We dropped by a fundraiser for Al Lamberti at Athena by the Sea, a Greek Restaurant at Commercial Boulevard and A1A that's stuck in the same charming but bygone era as the rest of Lauderdale-by-the-Sea. We wanted to personally ask for the same face-to-face interview we've gotten with the twoDemocratic candidates, who will face off in the March primary.
No dice on that -- Lamberti said he hadn't decided whether to talk to us on the record -- but we did arrive just in time for the sheriff's short speech to the attendees, each of whom was encouraged to donate up to the maximum allowable $500.
Here's the flier for the event:
"My biggest fear is complacency," said Lamberti, standing on a raised stage in a tweed jacket. "People tell me to always act like I'm 10 percent behind." Still, he and everyone else seemed pretty convinced he would sweep the Democratic contender.
"The good news is, I'm not a politician," said the sheriff, who has been accused in the past of using outlets like Police Women of Broward County and his "Coffee With the Sheriff" events as de facto campaign platforms. "The bad news is, I'm not a politician." People laughed.

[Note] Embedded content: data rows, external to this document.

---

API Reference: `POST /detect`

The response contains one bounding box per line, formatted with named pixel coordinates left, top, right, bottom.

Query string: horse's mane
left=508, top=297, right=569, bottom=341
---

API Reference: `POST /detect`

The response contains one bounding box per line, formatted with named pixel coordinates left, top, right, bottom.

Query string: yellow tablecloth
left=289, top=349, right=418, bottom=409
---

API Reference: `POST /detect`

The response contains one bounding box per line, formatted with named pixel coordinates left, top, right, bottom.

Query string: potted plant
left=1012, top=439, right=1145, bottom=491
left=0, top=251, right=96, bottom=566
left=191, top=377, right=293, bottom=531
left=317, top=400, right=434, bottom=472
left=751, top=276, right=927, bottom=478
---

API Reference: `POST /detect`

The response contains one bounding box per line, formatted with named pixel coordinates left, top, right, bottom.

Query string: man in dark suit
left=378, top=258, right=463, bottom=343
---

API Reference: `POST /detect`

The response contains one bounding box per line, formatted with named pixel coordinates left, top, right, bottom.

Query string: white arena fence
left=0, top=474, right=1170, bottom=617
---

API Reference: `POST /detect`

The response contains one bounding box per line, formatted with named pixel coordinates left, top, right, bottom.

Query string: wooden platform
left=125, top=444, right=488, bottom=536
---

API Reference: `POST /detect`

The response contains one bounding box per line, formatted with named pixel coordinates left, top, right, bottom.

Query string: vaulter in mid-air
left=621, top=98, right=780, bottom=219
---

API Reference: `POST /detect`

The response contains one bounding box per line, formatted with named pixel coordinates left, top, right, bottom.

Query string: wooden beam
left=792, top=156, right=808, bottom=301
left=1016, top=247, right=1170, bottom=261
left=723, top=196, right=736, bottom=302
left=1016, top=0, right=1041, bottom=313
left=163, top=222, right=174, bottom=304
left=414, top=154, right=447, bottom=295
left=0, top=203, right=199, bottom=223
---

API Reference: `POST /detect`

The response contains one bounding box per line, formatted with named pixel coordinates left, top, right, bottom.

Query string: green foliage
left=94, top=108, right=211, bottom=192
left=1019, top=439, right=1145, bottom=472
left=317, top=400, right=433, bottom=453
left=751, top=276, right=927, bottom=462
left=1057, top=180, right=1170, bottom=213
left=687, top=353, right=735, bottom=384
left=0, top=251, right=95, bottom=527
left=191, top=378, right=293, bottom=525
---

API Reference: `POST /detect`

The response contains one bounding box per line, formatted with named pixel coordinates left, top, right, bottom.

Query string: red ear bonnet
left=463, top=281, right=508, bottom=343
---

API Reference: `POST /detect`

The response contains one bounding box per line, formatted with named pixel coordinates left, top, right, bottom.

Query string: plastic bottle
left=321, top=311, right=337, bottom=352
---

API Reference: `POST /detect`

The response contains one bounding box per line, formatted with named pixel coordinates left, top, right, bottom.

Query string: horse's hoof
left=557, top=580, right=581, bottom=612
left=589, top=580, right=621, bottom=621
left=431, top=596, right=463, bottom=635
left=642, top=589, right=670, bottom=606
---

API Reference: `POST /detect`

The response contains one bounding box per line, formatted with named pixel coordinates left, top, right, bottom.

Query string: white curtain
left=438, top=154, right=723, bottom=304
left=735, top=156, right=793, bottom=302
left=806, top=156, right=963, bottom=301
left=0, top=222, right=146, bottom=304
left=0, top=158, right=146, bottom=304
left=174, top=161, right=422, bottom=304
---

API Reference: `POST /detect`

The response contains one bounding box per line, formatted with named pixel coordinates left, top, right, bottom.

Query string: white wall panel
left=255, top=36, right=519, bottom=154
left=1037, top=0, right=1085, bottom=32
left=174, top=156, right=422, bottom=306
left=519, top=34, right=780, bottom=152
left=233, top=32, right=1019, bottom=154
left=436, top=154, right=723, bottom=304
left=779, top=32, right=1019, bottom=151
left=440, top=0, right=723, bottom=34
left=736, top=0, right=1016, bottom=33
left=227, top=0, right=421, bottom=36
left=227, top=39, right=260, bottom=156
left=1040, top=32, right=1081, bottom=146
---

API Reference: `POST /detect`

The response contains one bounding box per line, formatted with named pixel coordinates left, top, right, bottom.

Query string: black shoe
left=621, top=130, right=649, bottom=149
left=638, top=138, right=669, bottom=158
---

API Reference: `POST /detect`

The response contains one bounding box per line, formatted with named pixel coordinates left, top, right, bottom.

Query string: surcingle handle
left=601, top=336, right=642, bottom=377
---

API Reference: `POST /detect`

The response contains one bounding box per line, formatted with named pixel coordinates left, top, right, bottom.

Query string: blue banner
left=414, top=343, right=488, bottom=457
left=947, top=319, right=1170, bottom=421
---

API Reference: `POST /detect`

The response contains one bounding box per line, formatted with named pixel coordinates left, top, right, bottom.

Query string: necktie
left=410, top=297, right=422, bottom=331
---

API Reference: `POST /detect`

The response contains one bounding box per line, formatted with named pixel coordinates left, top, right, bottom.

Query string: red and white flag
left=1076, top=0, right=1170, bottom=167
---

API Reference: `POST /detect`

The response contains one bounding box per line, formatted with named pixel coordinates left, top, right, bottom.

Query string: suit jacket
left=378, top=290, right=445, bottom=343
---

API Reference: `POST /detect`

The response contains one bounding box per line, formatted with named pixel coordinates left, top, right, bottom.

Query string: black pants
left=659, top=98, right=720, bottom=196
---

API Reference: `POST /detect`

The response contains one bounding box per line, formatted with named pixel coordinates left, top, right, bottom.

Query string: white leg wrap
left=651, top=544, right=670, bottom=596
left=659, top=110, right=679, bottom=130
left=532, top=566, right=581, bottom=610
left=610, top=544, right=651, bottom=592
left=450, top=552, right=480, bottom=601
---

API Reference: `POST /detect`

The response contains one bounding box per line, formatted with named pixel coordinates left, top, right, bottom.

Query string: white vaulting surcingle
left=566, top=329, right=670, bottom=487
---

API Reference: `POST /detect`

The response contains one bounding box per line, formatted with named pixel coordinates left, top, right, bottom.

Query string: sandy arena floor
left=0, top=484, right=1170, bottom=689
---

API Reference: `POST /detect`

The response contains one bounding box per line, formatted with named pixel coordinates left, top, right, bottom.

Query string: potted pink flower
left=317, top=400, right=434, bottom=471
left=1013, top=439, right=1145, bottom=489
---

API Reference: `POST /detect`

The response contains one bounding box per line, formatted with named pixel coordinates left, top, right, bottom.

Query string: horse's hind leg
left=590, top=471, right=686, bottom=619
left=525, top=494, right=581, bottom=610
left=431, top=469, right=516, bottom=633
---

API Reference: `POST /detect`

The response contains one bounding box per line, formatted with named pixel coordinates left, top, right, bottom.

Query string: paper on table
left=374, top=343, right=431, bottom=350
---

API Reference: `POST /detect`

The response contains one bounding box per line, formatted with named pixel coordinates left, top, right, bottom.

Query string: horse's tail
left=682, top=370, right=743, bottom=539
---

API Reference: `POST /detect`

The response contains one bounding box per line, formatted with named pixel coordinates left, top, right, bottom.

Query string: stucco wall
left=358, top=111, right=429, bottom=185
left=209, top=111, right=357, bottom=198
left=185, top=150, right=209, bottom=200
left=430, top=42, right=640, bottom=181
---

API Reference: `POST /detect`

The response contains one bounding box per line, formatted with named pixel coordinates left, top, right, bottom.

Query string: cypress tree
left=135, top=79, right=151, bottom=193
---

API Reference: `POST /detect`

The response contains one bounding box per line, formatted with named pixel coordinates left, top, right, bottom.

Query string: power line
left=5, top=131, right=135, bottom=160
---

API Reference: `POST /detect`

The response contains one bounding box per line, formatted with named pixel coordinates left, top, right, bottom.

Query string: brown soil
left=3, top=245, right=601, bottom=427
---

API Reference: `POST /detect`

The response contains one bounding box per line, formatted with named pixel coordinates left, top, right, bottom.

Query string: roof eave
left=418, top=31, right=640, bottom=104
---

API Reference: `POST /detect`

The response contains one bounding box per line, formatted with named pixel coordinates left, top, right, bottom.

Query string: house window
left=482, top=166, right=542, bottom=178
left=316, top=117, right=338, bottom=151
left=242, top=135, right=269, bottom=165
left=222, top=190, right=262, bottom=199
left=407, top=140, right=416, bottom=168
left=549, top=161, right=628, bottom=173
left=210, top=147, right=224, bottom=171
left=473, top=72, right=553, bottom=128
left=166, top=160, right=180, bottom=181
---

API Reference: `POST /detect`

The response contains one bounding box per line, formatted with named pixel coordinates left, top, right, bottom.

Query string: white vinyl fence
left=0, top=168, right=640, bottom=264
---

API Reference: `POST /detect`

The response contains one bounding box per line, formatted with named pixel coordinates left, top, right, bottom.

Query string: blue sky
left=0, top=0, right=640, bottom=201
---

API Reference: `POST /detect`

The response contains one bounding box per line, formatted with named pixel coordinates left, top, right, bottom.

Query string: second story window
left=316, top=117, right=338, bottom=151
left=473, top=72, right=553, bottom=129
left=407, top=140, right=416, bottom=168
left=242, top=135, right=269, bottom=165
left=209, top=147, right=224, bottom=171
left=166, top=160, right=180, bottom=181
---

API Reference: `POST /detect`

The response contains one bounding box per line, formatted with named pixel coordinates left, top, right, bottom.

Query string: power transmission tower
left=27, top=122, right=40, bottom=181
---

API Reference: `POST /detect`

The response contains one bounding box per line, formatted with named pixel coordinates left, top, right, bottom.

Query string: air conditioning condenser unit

He summarized: "I wish the election were tomorrow, so I could stop campaigning and go back to being the sheriff."
The sheriff is attempting to set a record by being the first countywide politician to get on the ballot through petitions; last time, he said, his campaign had to spend $11,000 for a spot. The alternative is collecting signed petitions -- 12,000 of them -- and turning them in to the supervisor of elections. He noted that several journalists -- Buddy Nevins, Anthony Man, and Michael Mayo -- had said he wouldn't be able to secure the ballot through petitioning, and he seems determined to prove them wrong.
Petitions were available at a table near the front, as well as "Keep Al Lamberti" bumper stickers. Regarding the latter, Lamberti said, "They're vinyl, not paper, so if you have a BMW or a Ferrari, they'll peel right off in November."
The Pulp approached Lamberti to ask for an interview like the ones we've gotten with Scott Israel and Louis Granteed. Lamberti was reluctant, saying that he felt this paper's past coverage of his office had been inaccurate and biased against him. He cited a few other reasons, including a distaste for the selection of advertisers in our print edition. When the evening's photographer approached, threatening the slight possibility of a picture of Lamberti talking to a New Times reporter, Lamberti reacted with a reflexive "No!"
We'll hope he sees the light. When and if he does stop campaigning and get back to being the sheriff, we should be able to reach him. That's just part of our job. His too.